Forensic testing has confirmed that a body found in Sinaloa is that of a man accused of killing two priests, a tour guide and another man last June in Chihuahua, as well as a United States citizen in 2018.
President López Obrador delivered the news Thursday morning, announcing that authorities had established that the body belonged to José Noriel “El Chueco” Portillo Gil, a presumed leader of a Sinaloa Cartel-affiliated criminal cell called Gente Nueva (New People).
Portillo, whose nickname means “the crooked one,” allegedly killed two elderly Jesuit priests, Joaquín César Mora Salazar, 80, and Javier Campos Morales, 79, tour guide Pedro Palma, 60, and 22-year-old local baseball player Paul Oswaldo Berrelleza in the municipality of Urique on June 20, 2022.
He was also accused of murdering American teacher Patrick Braxton-Andrew in October 2018.
Portillo’s body was found Tuesday in Choix, a municipality in northeastern Sinaloa that borders Chihuahua and Sonora. He had been on the run since the murders of the priests in a church — a crime perpetrated at the tail-end of a one-man rampage precipitated by an argument after a baseball game, according to a version of events presented by former Chihuahua Attorney General Roberto Fierro Duarte.
The state’s current attorney general, César Jáuregui Moreno, said Wednesday that a sister of Portillo had identified her brother’s body, but he stressed that authorities were waiting for the results of forensic testing in Sinaloa for confirmation that it was in fact him.
The body had a gunshot wound to the head, and 16 spent bullet casings were found in the area, Jáuregui said. Authorities believe Portillo may have been killed late last week by local residents who dumped his body in the location where it was found.
The Chihuahua Attorney General’s Office had offered a 5-million-peso (about US $270,000) reward for information leading to his capture, while Chihuahua Governor Maru Campos pledged that justice would be served.
The murders of the priests caused “deep anger, indignation and pain” and “shook us to the very core,” Campos said last June.
“We’re not going to allow acts like this. To the Jesuits and all Chihuahua residents I say: you have the state government and the federal government [to protect you]. You have the force of the state that will protect you against those who disrupt our peace and take away the most precious thing we have, which is life.”
In a statement posted to its website on Wednesday, the Jesuits’ association, the Society of Jesus in Mexico, said it “regretted the death of the person whose body was found by Sinaloa authorities, as we regret all lives cut short by the violence that reigns in the country.”
“We reject the dissemination of images… [showing] the discovery,” the association said, adding that if the body is confirmed to be that of “the person implicated in the homicide of the Jesuit priests,” the discovery can in no way be considered “a triumph of justice or a solution to the structural violence problem in the Sierra Tarahumara,” a region named after the indigenous people who live there.
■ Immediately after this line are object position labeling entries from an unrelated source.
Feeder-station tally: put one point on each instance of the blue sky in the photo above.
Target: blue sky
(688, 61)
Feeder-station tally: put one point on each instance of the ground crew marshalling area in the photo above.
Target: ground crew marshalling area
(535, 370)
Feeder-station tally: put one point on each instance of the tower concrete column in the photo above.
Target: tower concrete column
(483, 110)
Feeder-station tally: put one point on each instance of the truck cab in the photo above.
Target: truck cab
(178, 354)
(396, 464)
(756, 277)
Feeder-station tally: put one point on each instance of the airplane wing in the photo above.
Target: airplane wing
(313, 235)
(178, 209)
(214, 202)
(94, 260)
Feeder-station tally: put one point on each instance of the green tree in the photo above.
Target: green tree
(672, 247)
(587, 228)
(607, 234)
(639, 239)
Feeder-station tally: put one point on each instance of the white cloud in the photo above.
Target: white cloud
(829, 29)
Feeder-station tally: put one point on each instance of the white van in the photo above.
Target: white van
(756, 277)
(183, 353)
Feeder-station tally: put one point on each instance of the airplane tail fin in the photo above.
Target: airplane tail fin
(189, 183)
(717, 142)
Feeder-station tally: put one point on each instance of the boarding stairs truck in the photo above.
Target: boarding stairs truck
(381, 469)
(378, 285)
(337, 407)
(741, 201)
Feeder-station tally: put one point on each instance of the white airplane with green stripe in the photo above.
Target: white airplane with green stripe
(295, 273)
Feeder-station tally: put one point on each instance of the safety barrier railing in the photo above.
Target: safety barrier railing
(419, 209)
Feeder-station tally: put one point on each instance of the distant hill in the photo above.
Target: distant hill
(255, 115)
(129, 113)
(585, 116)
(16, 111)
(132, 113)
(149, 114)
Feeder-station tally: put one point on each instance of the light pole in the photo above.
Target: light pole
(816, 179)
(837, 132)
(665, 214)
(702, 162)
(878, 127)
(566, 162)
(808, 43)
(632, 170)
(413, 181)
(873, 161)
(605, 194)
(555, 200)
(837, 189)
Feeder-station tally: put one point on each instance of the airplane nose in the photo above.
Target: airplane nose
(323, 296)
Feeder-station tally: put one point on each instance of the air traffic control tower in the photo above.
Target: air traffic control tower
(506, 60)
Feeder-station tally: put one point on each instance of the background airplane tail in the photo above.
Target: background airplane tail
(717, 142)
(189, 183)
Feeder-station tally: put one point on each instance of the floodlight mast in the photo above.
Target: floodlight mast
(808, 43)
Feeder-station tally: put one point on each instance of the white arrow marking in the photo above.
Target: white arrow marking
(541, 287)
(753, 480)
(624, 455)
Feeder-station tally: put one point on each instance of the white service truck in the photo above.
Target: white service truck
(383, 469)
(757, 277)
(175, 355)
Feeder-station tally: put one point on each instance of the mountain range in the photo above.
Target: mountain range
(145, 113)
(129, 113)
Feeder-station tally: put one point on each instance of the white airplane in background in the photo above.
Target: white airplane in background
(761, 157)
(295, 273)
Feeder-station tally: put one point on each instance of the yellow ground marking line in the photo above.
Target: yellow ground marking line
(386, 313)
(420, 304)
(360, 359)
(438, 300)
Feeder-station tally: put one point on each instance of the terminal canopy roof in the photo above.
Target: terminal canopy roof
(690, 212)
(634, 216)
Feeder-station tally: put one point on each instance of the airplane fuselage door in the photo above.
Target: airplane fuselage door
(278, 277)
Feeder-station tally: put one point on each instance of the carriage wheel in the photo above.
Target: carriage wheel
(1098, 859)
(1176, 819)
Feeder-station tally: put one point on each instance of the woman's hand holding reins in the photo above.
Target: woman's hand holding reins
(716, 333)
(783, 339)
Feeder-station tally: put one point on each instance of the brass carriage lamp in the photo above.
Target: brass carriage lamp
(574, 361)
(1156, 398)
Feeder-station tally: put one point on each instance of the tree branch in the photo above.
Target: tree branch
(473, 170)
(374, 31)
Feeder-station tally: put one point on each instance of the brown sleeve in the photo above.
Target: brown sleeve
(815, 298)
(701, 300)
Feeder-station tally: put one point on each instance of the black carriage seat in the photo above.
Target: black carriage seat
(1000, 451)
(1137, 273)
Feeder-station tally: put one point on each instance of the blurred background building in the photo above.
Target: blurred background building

“On the contrary, the absence of a legal process in accordance with the law in relation to the homicides would imply a failure of the Mexican state to comply with its basic duties and [would] confirm that authorities don’t have territorial control in the region,” the association said.
The murder of the priests sparked outrage in Mexico, and even triggered a response from Pope Francis.
“I express my pain and consternation due to the murder in Mexico … of two Jesuit priests and a layman. So many murders in Mexico!” the pope said in a post on his official Twitter account last June.
Mexico’s Roman Catholic Multimedia Center said after the murders that seven priests had been killed since López Obrador took office in December 2018. At least two dozen were murdered during the 2012–18 term of the government led by former president Enrique Peña Nieto.
According to a Milenio newspaper report published last July, Chihuahua authorities established that Urique municipal police were complicit with Portillo’s criminal activities. That complicity appeared to have been facilitated by El Chueco’s uncle, who was the municipal police director in Cerocahui, the Urique town where the murders occurred last June.
In late July, Chihuahua authorities said that Portillo controlled the beer market in some Sierra Tarahumara communities. State Security Minister Gilberto Loya told Milenio that “clandestine” beer sales helped finance El Chueco’s criminal group, while then attorney general Fierro said his monopolization of that market in some towns was indicative of the criminal power he had.
On Wednesday, President López Obrador said that Portillo and his criminal activities were “tolerated” by authorities in Urique, whose municipal seat is at the bottom of a canyon that is part of the Barrancas del Cobre, a popular tourism destination known in English as the Copper Canyon.
“He was even a promoter of a baseball team. The local authorities … knew [about his criminal activities] but didn’t do anything. That’s the truth,” the president said, adding that Portillo had a criminal network in the entire region.
Thirty-two people linked to Portillo’s criminal group have been arrested, he told reporters.
“… We’ve acted responsibly .. and the Ministry of Defense … has been working [in the Tarahumara Sierra] permanently,” he said.